Fast forward to 2017. I am resuming an online presence after more than ten years of absence. In doing so, I thought it would be fitting to bridge the old with the new so I curated my old blog and imported the few following posts from the old blog:
- Inaugural Post - Information Management Now. Title says it all!
- What is Integrated Information Management. 12 years later, I would not change much to this definition of integrated information management. However, integrated information management is not the same thing as digital transformation. But that is the topic of another day...
- Googlezon and EPIC. This was a prophetic video if there was ever one. The accuracy of predictions (in the general sense) is astonishing.
- On Wikis and Letting Go. I read a lot of commentary in 2017 about digital disruption, how we are trying to digitally disrupt how government is operating... We were not using these words in 2005, but we certainly were digitally disrupting, albeit "intragovernmentally".
- Is Web 2.0 Too Farsighted for Governments? More digital disruption, 2005 flavor.
- Why Web 2.0 Matters. President of the Treasury Board Honorable Reg Alcock quoted as lamenting the process of requirements definition and procurement in the federal government. Hopefully, in 2017, we can accelerate the widespread adoption of agile development!
- Information Management as a Unified Discipline.
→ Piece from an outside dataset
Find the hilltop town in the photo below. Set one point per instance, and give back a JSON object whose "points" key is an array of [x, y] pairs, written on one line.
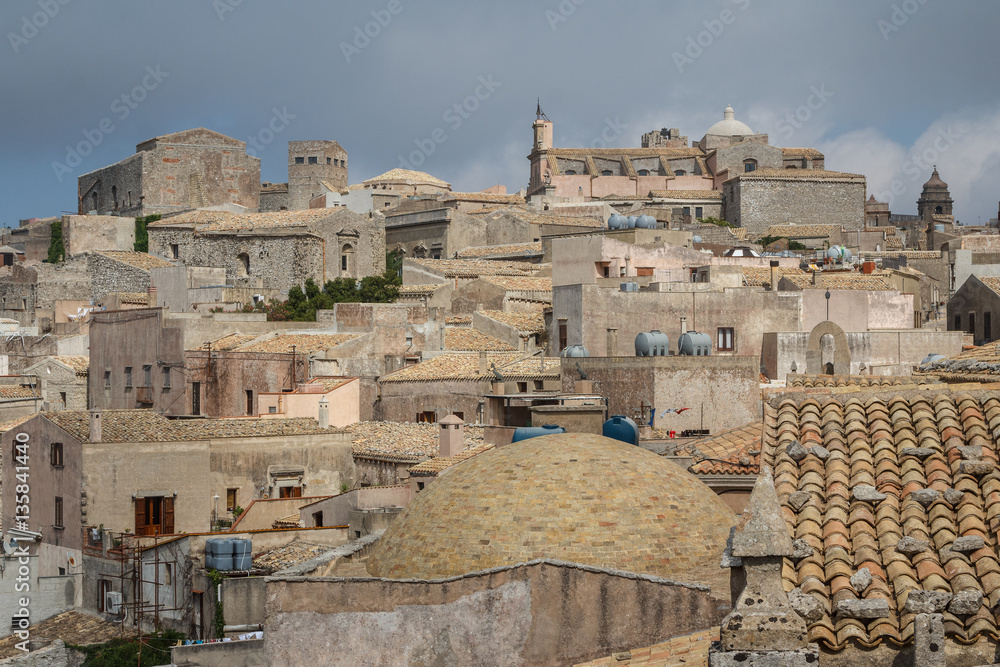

My assumption at the time: The commoditization of IT, the increasing pressure to achieve better cost-efficiency and higher management expectations are forcing IM to reorganize itself into a coherent field of practice. IM is becoming more “unified” or “integrated”.
- Knowledge Management as Another Discipline. There were sometimes Knowledge Management (KM) and Information Management (IM) confusion at the time, so I wrote briefly on topic.
- The Relationship Between Business and IT. This is a fun post - if you are into that sort of humor. It illustrates the tension that existed at the time between the IM and IT functions in government. I am told this tension still exists...
- Solving Corporate Email Overload - with blogs. This post shows an example how 2005 modernization could be simple.
- Government 2.0 Think Tank at BarCamp Ottawa. In 2017, at FWD50 for example, lots of buzz on how it is necessary to connect with people "making it happen" and to be collaborative. I agree. That was the spirit in which BarCamp events were organized over ten years ago.
- Government of Canada IM Day 2006 | Web 2.0 "Track". This post gives an idea what kind of discussions were federal government modernization proponents engaged in when planning a "Government of Canada IM Day".
- Why Drupal Would Make Sense in the Government of Canada. Free and open source Web Content Management Systems (WCMS) were looked at suspiciously at best in government in 2005. I offered 11 reasons for adoption. Drupal remains to this day one of the most popular and effective WCMS, supported by a vibrant and active developer community worldwide.
- Why Defining Requirements is Not Good Enough. On 28 May 2006, I wrote: "The generally accepted approach in software development now calls for iterative (or evolutive) development. You figure out what you need, then you build some. By building some, you can better articulate further requirements. The cycle continues." Amazing that in 2017, agile development is still considered to be a novel method in many government circles...
Hope you enjoyed the selection of these past posts. Now, onward to the future and digital transformation!